If you need to troubleshoot with analyzing single files, use interactive
and exit
to quit interactive mode.
To view script errors use nano script_error
.
Check that all files were processed.
cd ../raw_data
ls -1 | wc -l
This is the number of raw files that we have. There are 78 files for this project (39 samples).
cd ../fastqc_results
ls -1 | wc -l
This should be 78 x 2 = 156 (zip and html file for each raw data file). This was correct.
5. MultiQC report: Visualizing FastQC
Copy the report to home desktop. Open a terminal session outside of Andromeda and use login credentials when prompted.
scp ashuffmyer@bluewaves.uri.edu:/data/putnamlab/ashuffmyer/AH_MCAP_ITS2/fastqc_results/ITS2_raw_qc_multiqc_report_AH.html ~/MyProjects/EarlyLifeHistory_Energetics/Mcap2020/Data/ITS2
Initial MultiQC report ran on 20211228 shows several areas that we need to address. MultiQC report including:
Interpretation: Reduction in quality at the end of the sequence. The sequences that fail are all the reverse R2.

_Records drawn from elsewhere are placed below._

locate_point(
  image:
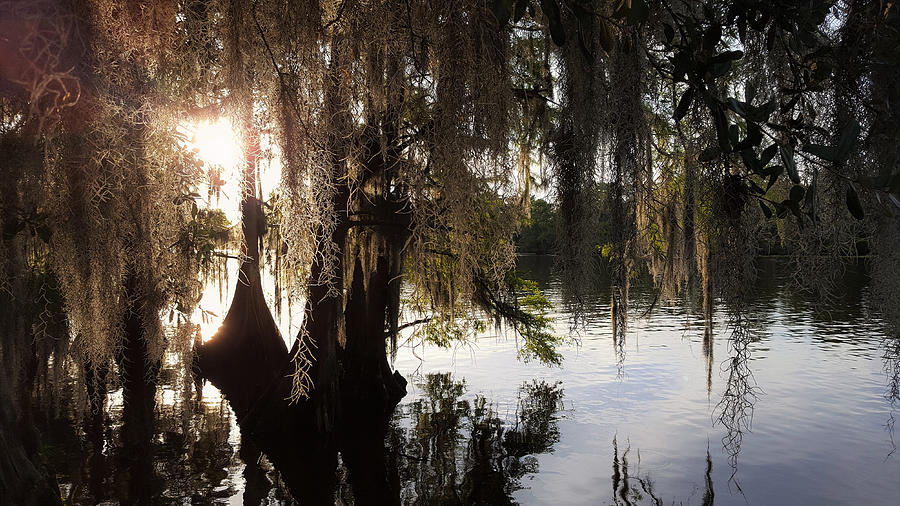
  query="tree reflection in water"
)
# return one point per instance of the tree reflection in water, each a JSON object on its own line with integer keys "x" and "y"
{"x": 630, "y": 488}
{"x": 457, "y": 451}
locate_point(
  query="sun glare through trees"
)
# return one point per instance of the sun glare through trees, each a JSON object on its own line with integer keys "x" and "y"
{"x": 449, "y": 252}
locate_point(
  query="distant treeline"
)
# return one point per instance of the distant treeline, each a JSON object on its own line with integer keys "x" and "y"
{"x": 539, "y": 232}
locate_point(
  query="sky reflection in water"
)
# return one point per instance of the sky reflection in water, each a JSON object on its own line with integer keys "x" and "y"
{"x": 478, "y": 426}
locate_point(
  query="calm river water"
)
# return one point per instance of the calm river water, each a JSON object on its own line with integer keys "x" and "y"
{"x": 634, "y": 424}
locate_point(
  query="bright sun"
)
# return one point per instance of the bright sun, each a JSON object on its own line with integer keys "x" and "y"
{"x": 218, "y": 144}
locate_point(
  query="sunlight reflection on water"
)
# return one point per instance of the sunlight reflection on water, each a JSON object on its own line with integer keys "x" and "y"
{"x": 597, "y": 430}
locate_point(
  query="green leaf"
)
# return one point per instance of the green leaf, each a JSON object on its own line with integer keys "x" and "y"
{"x": 727, "y": 56}
{"x": 749, "y": 93}
{"x": 638, "y": 13}
{"x": 722, "y": 129}
{"x": 768, "y": 154}
{"x": 853, "y": 204}
{"x": 669, "y": 32}
{"x": 787, "y": 157}
{"x": 44, "y": 233}
{"x": 750, "y": 160}
{"x": 753, "y": 139}
{"x": 709, "y": 154}
{"x": 683, "y": 104}
{"x": 519, "y": 9}
{"x": 824, "y": 152}
{"x": 502, "y": 11}
{"x": 551, "y": 10}
{"x": 755, "y": 188}
{"x": 846, "y": 141}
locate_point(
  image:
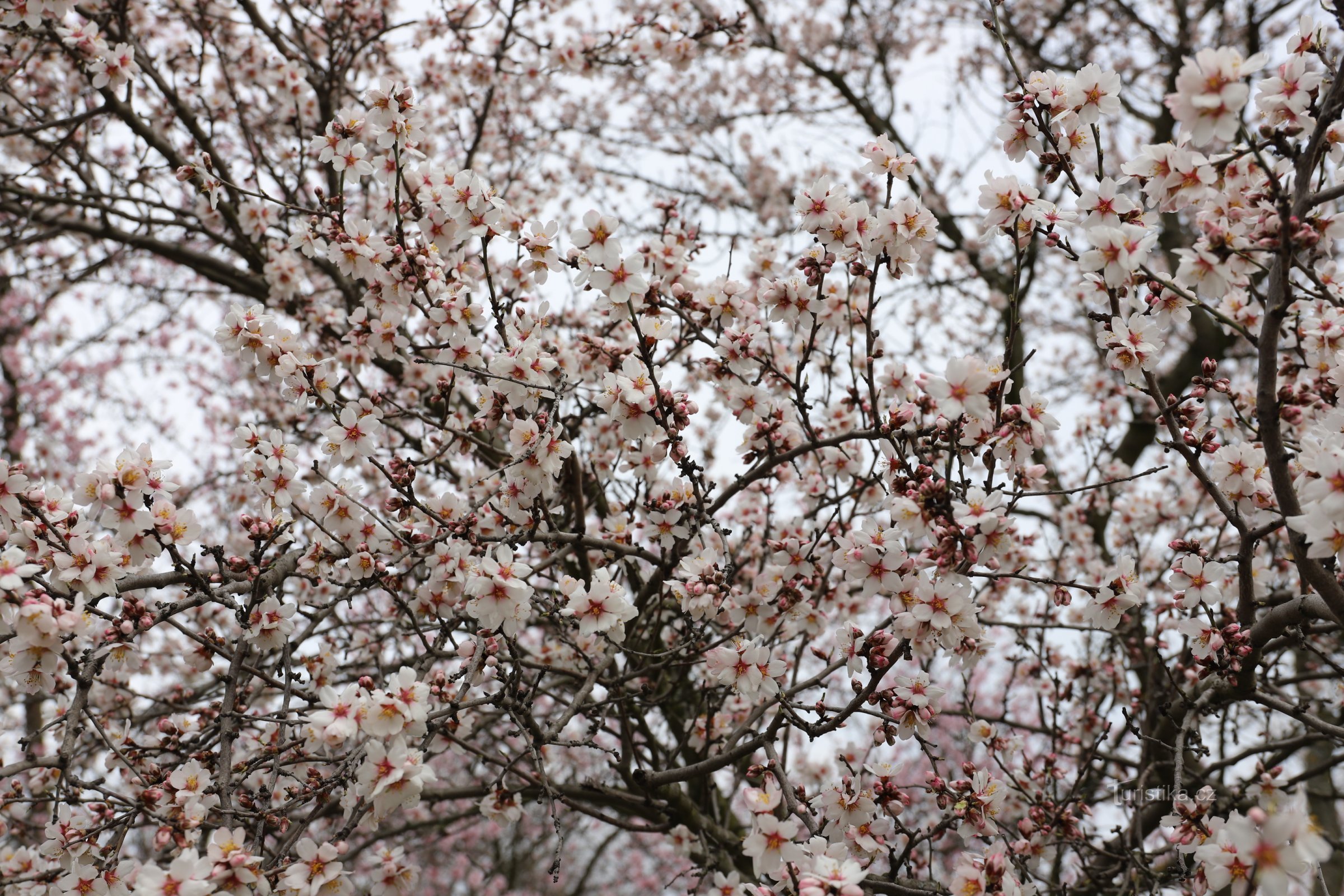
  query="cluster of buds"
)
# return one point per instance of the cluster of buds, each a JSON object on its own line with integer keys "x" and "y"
{"x": 1207, "y": 381}
{"x": 814, "y": 269}
{"x": 257, "y": 530}
{"x": 135, "y": 617}
{"x": 401, "y": 472}
{"x": 879, "y": 649}
{"x": 1234, "y": 645}
{"x": 1190, "y": 819}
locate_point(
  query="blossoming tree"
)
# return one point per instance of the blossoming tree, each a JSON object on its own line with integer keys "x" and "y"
{"x": 506, "y": 557}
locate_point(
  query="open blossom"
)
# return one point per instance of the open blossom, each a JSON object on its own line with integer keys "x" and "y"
{"x": 340, "y": 715}
{"x": 189, "y": 875}
{"x": 1094, "y": 93}
{"x": 596, "y": 240}
{"x": 962, "y": 389}
{"x": 1117, "y": 251}
{"x": 1200, "y": 580}
{"x": 771, "y": 844}
{"x": 748, "y": 667}
{"x": 622, "y": 281}
{"x": 1210, "y": 93}
{"x": 14, "y": 568}
{"x": 315, "y": 872}
{"x": 601, "y": 608}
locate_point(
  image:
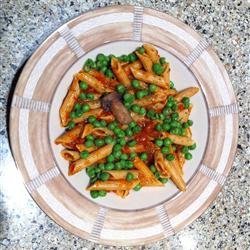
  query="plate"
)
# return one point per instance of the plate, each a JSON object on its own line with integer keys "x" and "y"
{"x": 152, "y": 213}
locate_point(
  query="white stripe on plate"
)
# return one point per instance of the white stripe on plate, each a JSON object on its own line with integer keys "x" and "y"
{"x": 212, "y": 174}
{"x": 194, "y": 55}
{"x": 63, "y": 211}
{"x": 224, "y": 110}
{"x": 95, "y": 22}
{"x": 226, "y": 145}
{"x": 41, "y": 179}
{"x": 163, "y": 216}
{"x": 33, "y": 105}
{"x": 98, "y": 225}
{"x": 23, "y": 131}
{"x": 137, "y": 24}
{"x": 41, "y": 65}
{"x": 171, "y": 28}
{"x": 72, "y": 42}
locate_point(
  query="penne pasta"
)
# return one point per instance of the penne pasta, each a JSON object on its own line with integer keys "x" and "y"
{"x": 84, "y": 116}
{"x": 69, "y": 136}
{"x": 166, "y": 74}
{"x": 152, "y": 52}
{"x": 122, "y": 174}
{"x": 149, "y": 77}
{"x": 114, "y": 185}
{"x": 93, "y": 82}
{"x": 146, "y": 177}
{"x": 188, "y": 92}
{"x": 119, "y": 72}
{"x": 94, "y": 157}
{"x": 69, "y": 102}
{"x": 145, "y": 60}
{"x": 70, "y": 155}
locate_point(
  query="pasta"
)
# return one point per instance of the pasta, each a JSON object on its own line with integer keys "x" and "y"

Interpretation: All sequences pass.
Interpretation: Amplicon libraries are expected to have bias and may not have a normal distribution. Issues at the start of eqch sequence as seen here would be expected for ITS2 data and we could resolve with trimming.
Interpretation: Peak at beginning may be resolved with trimming/cleaning. We have a triple peak here at 45%, 55% and 65% GC. Could be due to contamination, adapters, or over represented sequences. Look into what should be expected from ITS2 amplicon sequencing.
Interpretation: We can remove the problems at the start of the sequences. Low N content is as expected.
Interpretation: There is a primary peak at ~300bp, the small peak at the start of the sequences could be removed with trimming.
Interpretation: High level of duplication may indicate an enrichment bias in the PCR. This could mis represent the true abundance of sequences. There may also be truly over represented sequences that might be expected for amplicon data.
Interpretation: There are many over represnted sequences. We could blast these sequences to determine what they represent. We can also revisit this after removing adapters and other QC steps.
Interpretation: No adapter content.
Interpretation: Shows failures and warnings as described above.